The 1966 Geneva Motor Show saw the debut of the Alfa Romeo Duetto, which replaced the existing 101 series Giulia Spyder. The Duetto's Pininfarina designed body was inspired by a styling exercise on a 3.0-liter Disco Volante chassis seen at Geneva in 1959, and sported an attractive and individual line. The mechanical components were largely unaltered from those of the Giulia, providing the new model with excellent reliability and superb performance for a car of its size. The traditional Alfa Qualities of lightness, agility and fine handling remained, ensuring that the Duetto was a popular and sought-after as its predecessor had been.
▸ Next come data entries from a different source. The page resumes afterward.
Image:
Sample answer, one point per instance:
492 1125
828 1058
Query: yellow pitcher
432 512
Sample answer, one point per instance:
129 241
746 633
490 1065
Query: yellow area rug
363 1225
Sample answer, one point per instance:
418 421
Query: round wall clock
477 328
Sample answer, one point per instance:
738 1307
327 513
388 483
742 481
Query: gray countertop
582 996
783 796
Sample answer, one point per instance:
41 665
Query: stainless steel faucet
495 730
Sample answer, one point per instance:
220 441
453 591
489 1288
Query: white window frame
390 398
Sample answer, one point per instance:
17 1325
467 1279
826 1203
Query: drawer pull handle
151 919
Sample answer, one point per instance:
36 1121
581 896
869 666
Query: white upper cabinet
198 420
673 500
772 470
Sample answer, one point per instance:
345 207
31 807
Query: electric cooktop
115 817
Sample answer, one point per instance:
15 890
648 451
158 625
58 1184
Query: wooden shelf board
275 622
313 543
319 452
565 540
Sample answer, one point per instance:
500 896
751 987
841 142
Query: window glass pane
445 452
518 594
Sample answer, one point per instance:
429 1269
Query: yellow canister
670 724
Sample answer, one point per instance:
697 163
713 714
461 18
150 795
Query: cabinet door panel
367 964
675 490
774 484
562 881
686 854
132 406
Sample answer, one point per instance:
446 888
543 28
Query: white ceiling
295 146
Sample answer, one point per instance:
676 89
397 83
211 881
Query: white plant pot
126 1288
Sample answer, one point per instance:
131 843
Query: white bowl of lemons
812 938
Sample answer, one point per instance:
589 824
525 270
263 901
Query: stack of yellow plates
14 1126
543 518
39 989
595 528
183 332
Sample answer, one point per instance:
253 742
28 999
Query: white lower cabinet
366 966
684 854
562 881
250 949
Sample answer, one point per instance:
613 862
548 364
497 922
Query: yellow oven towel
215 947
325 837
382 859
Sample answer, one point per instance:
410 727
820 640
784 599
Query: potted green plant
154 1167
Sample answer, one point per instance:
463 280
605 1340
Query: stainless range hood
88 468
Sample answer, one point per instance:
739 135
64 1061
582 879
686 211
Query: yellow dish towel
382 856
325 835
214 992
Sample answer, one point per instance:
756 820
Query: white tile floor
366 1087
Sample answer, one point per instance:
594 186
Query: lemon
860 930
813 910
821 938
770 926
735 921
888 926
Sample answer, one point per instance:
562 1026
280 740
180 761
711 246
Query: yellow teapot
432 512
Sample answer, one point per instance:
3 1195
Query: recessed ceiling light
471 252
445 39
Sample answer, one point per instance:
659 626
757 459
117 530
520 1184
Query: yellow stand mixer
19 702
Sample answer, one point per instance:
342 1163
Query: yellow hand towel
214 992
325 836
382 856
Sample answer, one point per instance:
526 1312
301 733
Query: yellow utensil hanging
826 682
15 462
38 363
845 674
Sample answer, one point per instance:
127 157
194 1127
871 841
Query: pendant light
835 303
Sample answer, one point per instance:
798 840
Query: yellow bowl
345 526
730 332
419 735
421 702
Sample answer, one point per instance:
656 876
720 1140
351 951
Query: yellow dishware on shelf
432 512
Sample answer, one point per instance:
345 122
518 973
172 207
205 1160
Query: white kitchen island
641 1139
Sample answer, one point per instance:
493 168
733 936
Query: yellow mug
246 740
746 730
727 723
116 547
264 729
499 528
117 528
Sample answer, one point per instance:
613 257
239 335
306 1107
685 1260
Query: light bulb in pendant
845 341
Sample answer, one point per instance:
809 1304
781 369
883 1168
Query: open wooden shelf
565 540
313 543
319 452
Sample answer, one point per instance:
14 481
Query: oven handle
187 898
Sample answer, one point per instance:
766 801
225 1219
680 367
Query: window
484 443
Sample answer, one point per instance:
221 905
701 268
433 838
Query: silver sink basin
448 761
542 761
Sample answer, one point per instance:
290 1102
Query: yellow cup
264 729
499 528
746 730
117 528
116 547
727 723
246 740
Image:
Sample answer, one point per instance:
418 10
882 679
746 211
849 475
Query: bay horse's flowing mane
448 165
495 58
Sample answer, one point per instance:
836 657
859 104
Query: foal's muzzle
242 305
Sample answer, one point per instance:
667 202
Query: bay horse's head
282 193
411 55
Real worldwide success came though, as is often the case, when a Duetto was featured as Dustin Hoffman's transport in the cult classic The Graduate. Although the model soon began an inevitable evolution which kept it with us in recognizable form until recently, it is the 'boat tail' cars, with their unmistakably clean and simple shape, which are today the most cherished by aficionados of the marque.

The Duetto pictured here is of 1969 vintage and thus benefits from the more powerful 1,750 cc engine. Upon its return from the US in 1988 the car underwent an extensive refurbishment which included a respray and a complete engine overhaul.

The car looks very smart in Rosso Alfa with contrasting biscuit colored upholstery and is sure to provide its new owner with many miles of open-air enjoyment.

{analysis} The 1600 Duetto and 1750 Spider round tail are two of the most underpriced sports cars available today. Selling a round tail can tax the most patient owner's patience, with months of advertising and difficult bargaining ending up with a sale price at or under the $10,000 mark.

For those of you who live in California-type emissions-regulated states, your '69 Spider will have to live with its archaic and frustrating Spica injection system (perhaps injection-guru Wes Ingram of Seattle will offer you a maintenance contract!). In other parts of the world, the Spica can go away and be replaced with 40 or even better 45 DCOE Webers, creating the ideal round tail combination.

The car described here had aftermarket mags and an incorrect interior color, but was in good order otherwise. Despite its recent cosmetic restoration, it brought only $8,044 when it was offered and sold at the Coys 29 July 1995 Silverstone auction. - ED.